"All I'm saying, Dear, is that sometimes I get tired of vegetarian restaurants!"
Find cozy pillows that bring a touch of botanical serenity to their space—perfect for relaxing moments and quiet contemplation inspired by their plant passion.
"All I'm saying, Dear, is that sometimes I get tired of vegetarian restaurants!"
My sister is hounding us to give up meat. That's good! What? You don't live with a wacko! My family doesn't eat meat or fish. You don't look vegetarian! I dress in disguise.
The food was nice...but something was missing.
"Gracie, you want to be a vegetarian?"
"You think you have it bad. My mom decided we should go vegetarian!"
"Do you think there's intellegent life in there?"

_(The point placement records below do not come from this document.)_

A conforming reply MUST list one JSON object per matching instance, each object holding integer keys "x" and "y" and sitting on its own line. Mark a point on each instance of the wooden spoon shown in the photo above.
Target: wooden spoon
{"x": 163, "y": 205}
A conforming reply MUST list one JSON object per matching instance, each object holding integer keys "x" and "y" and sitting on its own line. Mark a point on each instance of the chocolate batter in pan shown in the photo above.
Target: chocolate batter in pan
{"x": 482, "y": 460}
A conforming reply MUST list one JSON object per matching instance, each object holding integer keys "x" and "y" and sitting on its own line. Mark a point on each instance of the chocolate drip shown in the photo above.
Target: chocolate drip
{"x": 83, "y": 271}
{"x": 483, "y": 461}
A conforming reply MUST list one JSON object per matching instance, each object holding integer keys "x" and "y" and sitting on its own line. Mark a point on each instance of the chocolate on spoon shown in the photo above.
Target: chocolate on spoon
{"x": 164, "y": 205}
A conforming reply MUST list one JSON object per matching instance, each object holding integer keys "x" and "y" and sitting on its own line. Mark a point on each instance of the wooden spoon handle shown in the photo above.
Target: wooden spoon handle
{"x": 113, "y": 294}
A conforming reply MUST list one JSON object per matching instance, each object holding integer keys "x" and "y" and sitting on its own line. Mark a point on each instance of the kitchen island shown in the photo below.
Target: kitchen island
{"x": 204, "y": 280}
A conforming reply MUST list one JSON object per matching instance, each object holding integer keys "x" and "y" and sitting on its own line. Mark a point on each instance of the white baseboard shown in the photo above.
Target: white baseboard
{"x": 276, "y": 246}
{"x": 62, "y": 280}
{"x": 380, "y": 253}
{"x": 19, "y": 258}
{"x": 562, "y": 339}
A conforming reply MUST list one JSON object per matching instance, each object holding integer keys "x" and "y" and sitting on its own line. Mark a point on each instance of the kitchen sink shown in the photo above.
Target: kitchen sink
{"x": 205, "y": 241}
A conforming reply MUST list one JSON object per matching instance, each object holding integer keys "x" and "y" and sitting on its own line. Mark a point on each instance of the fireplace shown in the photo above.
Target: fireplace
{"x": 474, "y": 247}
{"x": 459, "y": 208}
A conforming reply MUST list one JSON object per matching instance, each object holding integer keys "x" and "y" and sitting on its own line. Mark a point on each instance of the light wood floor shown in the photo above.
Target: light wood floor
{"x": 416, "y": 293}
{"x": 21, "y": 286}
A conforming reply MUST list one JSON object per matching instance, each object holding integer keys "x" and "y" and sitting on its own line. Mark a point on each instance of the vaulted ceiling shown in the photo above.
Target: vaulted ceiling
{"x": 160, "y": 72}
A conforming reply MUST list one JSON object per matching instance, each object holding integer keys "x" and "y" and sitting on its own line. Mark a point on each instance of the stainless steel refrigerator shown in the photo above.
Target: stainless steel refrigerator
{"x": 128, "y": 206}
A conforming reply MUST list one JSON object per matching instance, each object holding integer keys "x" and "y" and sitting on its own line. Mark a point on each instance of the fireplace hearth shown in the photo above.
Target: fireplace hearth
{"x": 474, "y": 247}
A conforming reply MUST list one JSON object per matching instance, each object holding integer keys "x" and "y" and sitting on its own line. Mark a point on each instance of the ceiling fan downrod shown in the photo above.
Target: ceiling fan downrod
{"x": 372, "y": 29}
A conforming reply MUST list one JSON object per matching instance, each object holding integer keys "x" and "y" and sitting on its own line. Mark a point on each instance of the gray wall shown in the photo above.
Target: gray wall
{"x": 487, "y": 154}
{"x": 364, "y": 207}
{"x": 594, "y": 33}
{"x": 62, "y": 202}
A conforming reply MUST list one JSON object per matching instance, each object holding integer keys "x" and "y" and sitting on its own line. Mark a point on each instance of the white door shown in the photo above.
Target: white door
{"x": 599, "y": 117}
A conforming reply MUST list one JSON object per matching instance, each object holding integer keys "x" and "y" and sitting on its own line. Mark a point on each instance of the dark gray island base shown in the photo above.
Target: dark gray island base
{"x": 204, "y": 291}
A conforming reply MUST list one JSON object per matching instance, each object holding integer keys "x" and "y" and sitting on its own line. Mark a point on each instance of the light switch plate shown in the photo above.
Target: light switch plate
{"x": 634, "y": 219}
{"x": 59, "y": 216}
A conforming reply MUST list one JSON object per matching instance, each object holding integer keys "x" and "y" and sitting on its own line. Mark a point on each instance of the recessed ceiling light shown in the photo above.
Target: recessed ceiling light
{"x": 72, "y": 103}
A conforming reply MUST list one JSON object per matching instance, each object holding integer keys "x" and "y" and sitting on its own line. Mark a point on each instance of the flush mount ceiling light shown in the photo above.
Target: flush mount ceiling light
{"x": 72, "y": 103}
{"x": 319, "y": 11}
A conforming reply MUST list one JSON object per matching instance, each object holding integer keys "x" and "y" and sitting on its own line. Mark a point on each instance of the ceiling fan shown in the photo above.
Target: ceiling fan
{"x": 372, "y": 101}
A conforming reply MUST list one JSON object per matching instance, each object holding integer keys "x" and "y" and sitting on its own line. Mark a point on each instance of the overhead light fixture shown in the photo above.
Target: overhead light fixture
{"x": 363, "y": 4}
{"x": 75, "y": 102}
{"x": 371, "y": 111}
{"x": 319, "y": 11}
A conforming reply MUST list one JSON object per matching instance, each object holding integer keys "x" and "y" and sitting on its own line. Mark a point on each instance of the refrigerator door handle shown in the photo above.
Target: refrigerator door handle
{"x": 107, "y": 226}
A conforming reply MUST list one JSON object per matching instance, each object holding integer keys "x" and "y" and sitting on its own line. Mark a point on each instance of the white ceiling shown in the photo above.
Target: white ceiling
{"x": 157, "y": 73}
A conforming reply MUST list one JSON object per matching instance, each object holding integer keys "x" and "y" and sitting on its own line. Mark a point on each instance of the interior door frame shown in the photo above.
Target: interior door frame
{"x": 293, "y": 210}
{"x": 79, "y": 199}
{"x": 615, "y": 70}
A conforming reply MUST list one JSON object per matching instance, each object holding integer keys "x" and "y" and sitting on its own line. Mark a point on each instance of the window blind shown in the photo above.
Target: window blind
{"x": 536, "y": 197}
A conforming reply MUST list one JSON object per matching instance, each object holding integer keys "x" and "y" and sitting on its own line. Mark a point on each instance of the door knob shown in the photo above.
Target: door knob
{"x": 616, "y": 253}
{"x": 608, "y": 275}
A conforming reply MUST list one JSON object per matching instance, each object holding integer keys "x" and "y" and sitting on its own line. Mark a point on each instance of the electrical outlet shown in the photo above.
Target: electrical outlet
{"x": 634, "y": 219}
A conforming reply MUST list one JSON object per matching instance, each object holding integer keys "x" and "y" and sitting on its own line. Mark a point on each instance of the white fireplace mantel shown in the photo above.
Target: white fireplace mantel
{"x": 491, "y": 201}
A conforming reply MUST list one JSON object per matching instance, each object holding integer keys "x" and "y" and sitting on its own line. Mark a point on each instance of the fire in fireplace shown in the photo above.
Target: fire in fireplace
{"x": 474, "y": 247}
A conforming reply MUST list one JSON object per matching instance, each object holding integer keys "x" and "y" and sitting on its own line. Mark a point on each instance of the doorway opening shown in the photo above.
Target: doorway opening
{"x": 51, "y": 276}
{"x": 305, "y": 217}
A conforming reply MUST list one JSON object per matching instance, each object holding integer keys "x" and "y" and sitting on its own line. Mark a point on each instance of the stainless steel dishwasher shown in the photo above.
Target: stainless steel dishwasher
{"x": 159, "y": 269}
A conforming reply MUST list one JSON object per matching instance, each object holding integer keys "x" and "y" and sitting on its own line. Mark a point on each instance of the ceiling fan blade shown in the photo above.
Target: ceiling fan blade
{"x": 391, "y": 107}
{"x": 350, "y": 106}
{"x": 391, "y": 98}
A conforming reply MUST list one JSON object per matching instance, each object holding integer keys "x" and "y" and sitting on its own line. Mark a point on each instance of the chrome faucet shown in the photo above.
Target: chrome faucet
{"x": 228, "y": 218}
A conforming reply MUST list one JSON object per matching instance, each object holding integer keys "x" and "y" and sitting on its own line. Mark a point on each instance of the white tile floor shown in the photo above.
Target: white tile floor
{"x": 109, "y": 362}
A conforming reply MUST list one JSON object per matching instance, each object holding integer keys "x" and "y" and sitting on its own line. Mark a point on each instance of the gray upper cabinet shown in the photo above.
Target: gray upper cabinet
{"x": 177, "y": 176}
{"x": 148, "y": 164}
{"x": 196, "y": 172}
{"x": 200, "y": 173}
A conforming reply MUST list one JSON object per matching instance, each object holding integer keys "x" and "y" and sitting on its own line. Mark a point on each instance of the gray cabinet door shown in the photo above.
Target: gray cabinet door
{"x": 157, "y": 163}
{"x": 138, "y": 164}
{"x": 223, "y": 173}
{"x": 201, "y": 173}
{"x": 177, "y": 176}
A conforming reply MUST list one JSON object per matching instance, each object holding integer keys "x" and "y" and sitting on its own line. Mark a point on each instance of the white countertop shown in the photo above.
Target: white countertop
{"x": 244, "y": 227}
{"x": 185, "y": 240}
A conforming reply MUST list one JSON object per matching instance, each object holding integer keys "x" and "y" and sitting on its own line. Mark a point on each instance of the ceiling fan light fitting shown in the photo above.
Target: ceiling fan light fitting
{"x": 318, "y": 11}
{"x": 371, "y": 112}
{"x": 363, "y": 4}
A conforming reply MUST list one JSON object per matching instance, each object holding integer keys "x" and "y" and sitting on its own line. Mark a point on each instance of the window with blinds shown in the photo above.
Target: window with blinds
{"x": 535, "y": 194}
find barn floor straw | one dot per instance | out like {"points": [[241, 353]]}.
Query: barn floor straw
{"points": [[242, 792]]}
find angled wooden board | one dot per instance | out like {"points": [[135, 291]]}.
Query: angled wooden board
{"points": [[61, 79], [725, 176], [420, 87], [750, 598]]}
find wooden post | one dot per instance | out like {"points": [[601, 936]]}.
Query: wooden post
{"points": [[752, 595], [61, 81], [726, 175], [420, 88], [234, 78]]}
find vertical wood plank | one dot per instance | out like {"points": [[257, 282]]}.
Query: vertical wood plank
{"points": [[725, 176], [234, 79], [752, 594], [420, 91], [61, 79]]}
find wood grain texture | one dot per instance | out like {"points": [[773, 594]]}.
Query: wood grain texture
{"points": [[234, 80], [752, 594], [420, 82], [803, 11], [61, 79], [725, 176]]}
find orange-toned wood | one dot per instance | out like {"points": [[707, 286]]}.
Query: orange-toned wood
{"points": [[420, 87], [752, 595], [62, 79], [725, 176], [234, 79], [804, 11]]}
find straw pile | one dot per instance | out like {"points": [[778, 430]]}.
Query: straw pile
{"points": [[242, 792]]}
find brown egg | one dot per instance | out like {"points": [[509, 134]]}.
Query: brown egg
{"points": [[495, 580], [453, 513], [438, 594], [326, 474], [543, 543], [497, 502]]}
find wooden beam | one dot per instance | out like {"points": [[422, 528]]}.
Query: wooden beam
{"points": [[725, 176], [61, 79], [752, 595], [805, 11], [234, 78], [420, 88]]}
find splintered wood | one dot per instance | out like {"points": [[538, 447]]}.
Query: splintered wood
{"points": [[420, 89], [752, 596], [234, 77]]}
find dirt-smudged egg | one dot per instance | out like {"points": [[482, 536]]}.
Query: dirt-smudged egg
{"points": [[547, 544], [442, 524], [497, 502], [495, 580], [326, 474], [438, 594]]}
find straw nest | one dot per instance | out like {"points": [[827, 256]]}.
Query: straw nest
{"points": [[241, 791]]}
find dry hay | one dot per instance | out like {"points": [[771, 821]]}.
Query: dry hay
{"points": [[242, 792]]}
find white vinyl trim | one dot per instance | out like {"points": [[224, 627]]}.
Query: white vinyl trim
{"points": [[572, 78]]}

'The organizational structure is pretty simple: We do the work; they take the credit.'
'At least I don't have his life.'
'He knows everything about art. But he doesn't know what he likes.'
"Events seem to be headed in the right direction. Unfortunately, it's not taking me with it."
'As I see it, it's a toss-up between a Belgian data processing machine and an American electronic computer.'
'Hello, are you an endangered species or can I eat you?'
"I'm basically happy but I'd like a most cost-effective personality."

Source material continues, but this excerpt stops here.